|LREC 2000 2nd International Conference on Language Resources & Evaluation
Previous Paper Next Paper
|Extraction of Unknown Words Using the Probability of Accepting the Kanji Character Sequence as One Word
|Shinnou Hiroyuki (Ibaraki University Dept. of Systems Engineering, 4-12-1 Nakanarusawa, Hitachi, Ibaeaki, 216-8511, Japan, firstname.lastname@example.org)
Ikeya Masanori (Ibaraki University Dept. of Systems Engineering, 4-12-1 Nakanarusawa, Hitachi, Ibaeaki, 216-8511, Japan, email@example.com)

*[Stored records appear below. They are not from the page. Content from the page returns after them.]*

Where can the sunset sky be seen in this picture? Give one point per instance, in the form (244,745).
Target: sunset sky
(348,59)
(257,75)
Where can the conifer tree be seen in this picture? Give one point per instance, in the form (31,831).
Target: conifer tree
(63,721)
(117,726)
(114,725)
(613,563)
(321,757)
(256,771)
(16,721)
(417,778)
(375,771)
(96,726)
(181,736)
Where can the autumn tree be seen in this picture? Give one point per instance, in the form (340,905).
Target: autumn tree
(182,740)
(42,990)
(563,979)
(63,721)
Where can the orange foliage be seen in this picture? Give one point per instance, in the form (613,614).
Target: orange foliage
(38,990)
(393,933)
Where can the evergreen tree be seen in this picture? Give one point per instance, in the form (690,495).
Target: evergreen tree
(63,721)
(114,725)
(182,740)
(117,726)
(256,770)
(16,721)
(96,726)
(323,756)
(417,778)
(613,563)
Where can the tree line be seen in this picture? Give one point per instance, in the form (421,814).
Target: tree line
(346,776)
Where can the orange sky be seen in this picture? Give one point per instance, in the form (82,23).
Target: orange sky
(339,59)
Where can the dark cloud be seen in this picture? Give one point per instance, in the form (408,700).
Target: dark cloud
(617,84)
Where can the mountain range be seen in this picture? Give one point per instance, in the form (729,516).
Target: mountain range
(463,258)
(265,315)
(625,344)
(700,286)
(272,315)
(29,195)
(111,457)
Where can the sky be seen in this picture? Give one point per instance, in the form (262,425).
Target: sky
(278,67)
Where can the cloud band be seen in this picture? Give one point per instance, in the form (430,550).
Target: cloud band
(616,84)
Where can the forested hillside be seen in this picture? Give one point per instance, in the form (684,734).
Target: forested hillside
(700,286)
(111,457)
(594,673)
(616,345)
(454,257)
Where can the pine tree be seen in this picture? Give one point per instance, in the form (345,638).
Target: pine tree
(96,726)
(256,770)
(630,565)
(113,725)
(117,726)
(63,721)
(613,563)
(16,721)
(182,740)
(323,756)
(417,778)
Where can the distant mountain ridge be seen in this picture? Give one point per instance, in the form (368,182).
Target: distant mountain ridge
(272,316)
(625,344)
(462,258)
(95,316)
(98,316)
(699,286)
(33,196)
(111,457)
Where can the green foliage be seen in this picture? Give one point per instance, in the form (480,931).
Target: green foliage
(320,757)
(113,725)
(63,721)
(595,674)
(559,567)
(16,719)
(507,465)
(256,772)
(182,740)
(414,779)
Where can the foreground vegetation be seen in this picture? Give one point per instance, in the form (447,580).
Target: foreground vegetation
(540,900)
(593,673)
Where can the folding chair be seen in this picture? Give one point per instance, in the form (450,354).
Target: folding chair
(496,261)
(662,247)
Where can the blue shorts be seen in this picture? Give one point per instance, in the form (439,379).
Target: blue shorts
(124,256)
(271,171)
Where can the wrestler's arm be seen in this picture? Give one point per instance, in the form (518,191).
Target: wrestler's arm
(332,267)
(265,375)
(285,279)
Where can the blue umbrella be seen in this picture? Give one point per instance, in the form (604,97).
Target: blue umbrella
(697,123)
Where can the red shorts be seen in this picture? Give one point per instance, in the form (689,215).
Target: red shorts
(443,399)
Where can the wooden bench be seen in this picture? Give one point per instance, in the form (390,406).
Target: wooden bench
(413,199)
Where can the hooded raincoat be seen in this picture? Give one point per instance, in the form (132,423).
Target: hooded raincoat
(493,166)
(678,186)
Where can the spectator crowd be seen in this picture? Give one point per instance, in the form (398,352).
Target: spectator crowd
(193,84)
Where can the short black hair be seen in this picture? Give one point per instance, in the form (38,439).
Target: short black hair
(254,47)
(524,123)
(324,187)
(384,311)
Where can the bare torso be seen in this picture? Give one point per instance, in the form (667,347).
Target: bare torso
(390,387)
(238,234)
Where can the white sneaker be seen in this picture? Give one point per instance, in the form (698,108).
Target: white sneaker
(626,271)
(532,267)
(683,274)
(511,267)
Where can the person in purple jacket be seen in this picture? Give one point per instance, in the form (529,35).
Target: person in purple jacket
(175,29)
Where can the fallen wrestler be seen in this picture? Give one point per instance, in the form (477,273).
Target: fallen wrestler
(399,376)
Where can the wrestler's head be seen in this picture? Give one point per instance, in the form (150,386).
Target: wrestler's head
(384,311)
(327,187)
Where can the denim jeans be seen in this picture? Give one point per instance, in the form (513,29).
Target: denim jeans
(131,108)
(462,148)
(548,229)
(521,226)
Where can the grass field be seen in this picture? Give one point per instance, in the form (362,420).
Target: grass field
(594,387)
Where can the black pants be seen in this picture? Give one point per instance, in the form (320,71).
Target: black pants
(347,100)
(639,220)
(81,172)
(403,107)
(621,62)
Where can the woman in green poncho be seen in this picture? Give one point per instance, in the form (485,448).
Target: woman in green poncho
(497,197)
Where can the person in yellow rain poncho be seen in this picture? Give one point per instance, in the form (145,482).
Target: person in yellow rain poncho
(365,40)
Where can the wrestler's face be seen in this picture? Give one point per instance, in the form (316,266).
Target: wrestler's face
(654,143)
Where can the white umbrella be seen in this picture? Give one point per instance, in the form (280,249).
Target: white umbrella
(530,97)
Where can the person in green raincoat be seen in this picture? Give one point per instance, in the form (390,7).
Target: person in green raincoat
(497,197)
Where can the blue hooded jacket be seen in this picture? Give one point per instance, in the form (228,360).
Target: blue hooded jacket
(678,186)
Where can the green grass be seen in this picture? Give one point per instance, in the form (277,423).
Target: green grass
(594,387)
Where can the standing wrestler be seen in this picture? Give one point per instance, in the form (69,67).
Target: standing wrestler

|Session WO9 - Applications in the Written Area
|In this paper, we propose a method to extract unknown words, which are composed of two or three kahji characters, from Japanase text. Generally the known word composed of kanji characters are segmented into other words by the morphological analysis. Moreover, the appearance probability of each segmented word is small. By these features, we can define the measure of accepting two or three kanji character sequence as an unknown word. On the other hand, we can find some segmentation patterns of unknown words. By applying our measure to kanji character sequences which have these patterns, we can extract unknown words. In the experiment, the F-measuer for extraction of known words composed of two and three kanji characters was about 0.7 and 0.4 respectively. Our method does not need to use the frequency of the word in the training corpus to judge whether its word is the unknown word or not. Therefore, our method has the advantage that low frequent unknown words are extracted.